A recently circulated video of federal ICE agents pulling their unmarked vehicle into our Santa Barbara Police Department facility, where they were granted permission to store it temporarily, stands to undermine the public trust in our police department’s stated commitment to focus on local policing as opposed to supporting ICE operations. While our department has been vocal in its commitment to maintaining community trust by remaining independent of federal immigration operations, this incident involving the storage of federal evidence at the local police facility, raises questions about where exactly the line must be drawn, between the federal operation and SBPD, to ensure the public’s trust is not compromised on such matters.
According to news reports, ICE agents conducted an operation in our city without prior notification to local authorities. After apprehending an individual for allegedly vandalizing a federal vehicle, the agents drove that vehicle, on a flat tire, to our local police station. Our department subsequently granted these federal agents access to a secure, gated parking lot to store the vehicle and monitored the transfer of the person the ICE agents apprehended between federal vehicle units.
While this chain of events appears to result in a departure from SBPD’s previous stance on remaining independent of ICE operations, from a law enforcement standpoint, it also highlights a number of procedural irregularities:
Jurisdictional Responsibility: Because the alleged incident was a federal offense involving federal property, ICE agents acting as the arresting agency were operating under their own jurisdictional authority, and therefore maintain the responsibility to secure their own evidence and manage the logistics associated with their operations. I hear they have a decent budget for this.
Integrity of the Scene: Standard forensic protocol dictates that a vehicle involved in an incident or potential alleged crime should be secured in place to preserve the chain of custody and physical evidence. By ICE agents driving the vehicle on a flat tire to a local police station, the evidence was effectively compromised likely before a thorough investigation could be conducted. Best practices suggest the ICE agents should have cordoned off the area with tape and later utilized federal or a fed-contracted towing service to a federal facility.

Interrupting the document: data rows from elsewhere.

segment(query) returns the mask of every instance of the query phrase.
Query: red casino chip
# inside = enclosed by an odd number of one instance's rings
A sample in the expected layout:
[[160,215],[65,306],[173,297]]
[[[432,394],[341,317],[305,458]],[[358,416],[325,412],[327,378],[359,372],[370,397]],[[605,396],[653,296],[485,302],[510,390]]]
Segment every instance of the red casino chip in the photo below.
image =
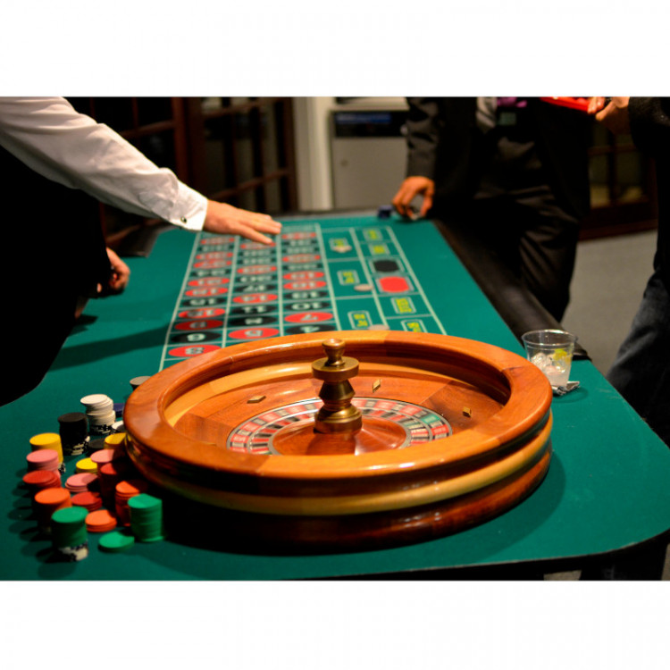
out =
[[322,289],[326,286],[325,281],[289,281],[284,284],[284,289],[288,291],[309,290],[311,289]]
[[301,312],[297,314],[289,314],[286,321],[291,323],[308,323],[310,322],[330,321],[332,318],[331,312]]
[[189,289],[184,295],[189,297],[203,297],[204,296],[222,296],[228,293],[228,289],[221,287],[202,287],[198,289]]
[[232,258],[231,251],[207,251],[205,254],[198,254],[196,259],[198,261],[221,261],[224,258]]
[[222,286],[230,283],[227,277],[203,277],[199,280],[190,280],[188,286]]
[[313,239],[316,237],[316,233],[297,231],[297,232],[285,232],[281,234],[281,239]]
[[175,323],[177,331],[207,331],[213,328],[222,328],[223,322],[215,319],[201,319],[198,321],[182,321]]
[[265,274],[276,272],[276,265],[243,265],[238,268],[239,274]]
[[177,347],[173,349],[170,349],[168,354],[175,358],[189,358],[193,356],[199,356],[200,354],[208,354],[210,351],[216,351],[221,347],[217,347],[215,344],[197,344],[189,345],[187,347]]
[[275,335],[279,335],[279,331],[276,328],[245,328],[228,333],[228,337],[232,339],[262,339],[264,338],[273,338]]
[[277,300],[277,295],[274,293],[248,293],[244,296],[237,296],[232,298],[238,305],[247,304],[254,305],[255,303],[272,303]]
[[285,255],[281,260],[284,263],[312,263],[320,261],[321,255],[319,254],[292,254]]
[[214,316],[223,316],[225,309],[221,307],[201,307],[200,309],[188,309],[177,314],[180,319],[207,319]]
[[221,235],[217,235],[214,238],[203,238],[200,240],[200,244],[203,247],[209,247],[210,245],[215,245],[215,244],[233,244],[235,242],[235,238],[230,237],[222,237]]
[[232,261],[198,261],[193,264],[195,268],[202,268],[205,270],[211,270],[217,267],[228,267],[232,265]]
[[380,289],[384,293],[406,293],[412,290],[409,281],[405,277],[381,277],[377,281]]
[[283,279],[287,281],[309,281],[310,280],[321,279],[324,276],[324,272],[318,272],[316,271],[306,271],[297,272],[287,272],[283,275]]

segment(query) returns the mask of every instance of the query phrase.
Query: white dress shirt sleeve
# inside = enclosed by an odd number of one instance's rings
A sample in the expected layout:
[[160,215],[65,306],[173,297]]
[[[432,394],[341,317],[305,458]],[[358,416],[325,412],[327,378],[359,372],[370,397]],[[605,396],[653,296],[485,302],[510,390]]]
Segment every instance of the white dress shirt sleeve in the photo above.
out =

Resource Allocation as “Support”: By providing a secure, taxpayer-funded facility to store federal evidence, our local department provided a level of logistical support that contradicts its public stance of non-collusion. While admittedly a delicate situation, the privilege afforded to the ICE agents with respect to providing a facility for securing their own vehicle, went beyond “maintaining the peace” and protecting our local citizenry. It was a logistical favor that entangled local resources in a federal operation. As the kids would say, the police were “DTM,” you know, just clearly “doing too much” as it were.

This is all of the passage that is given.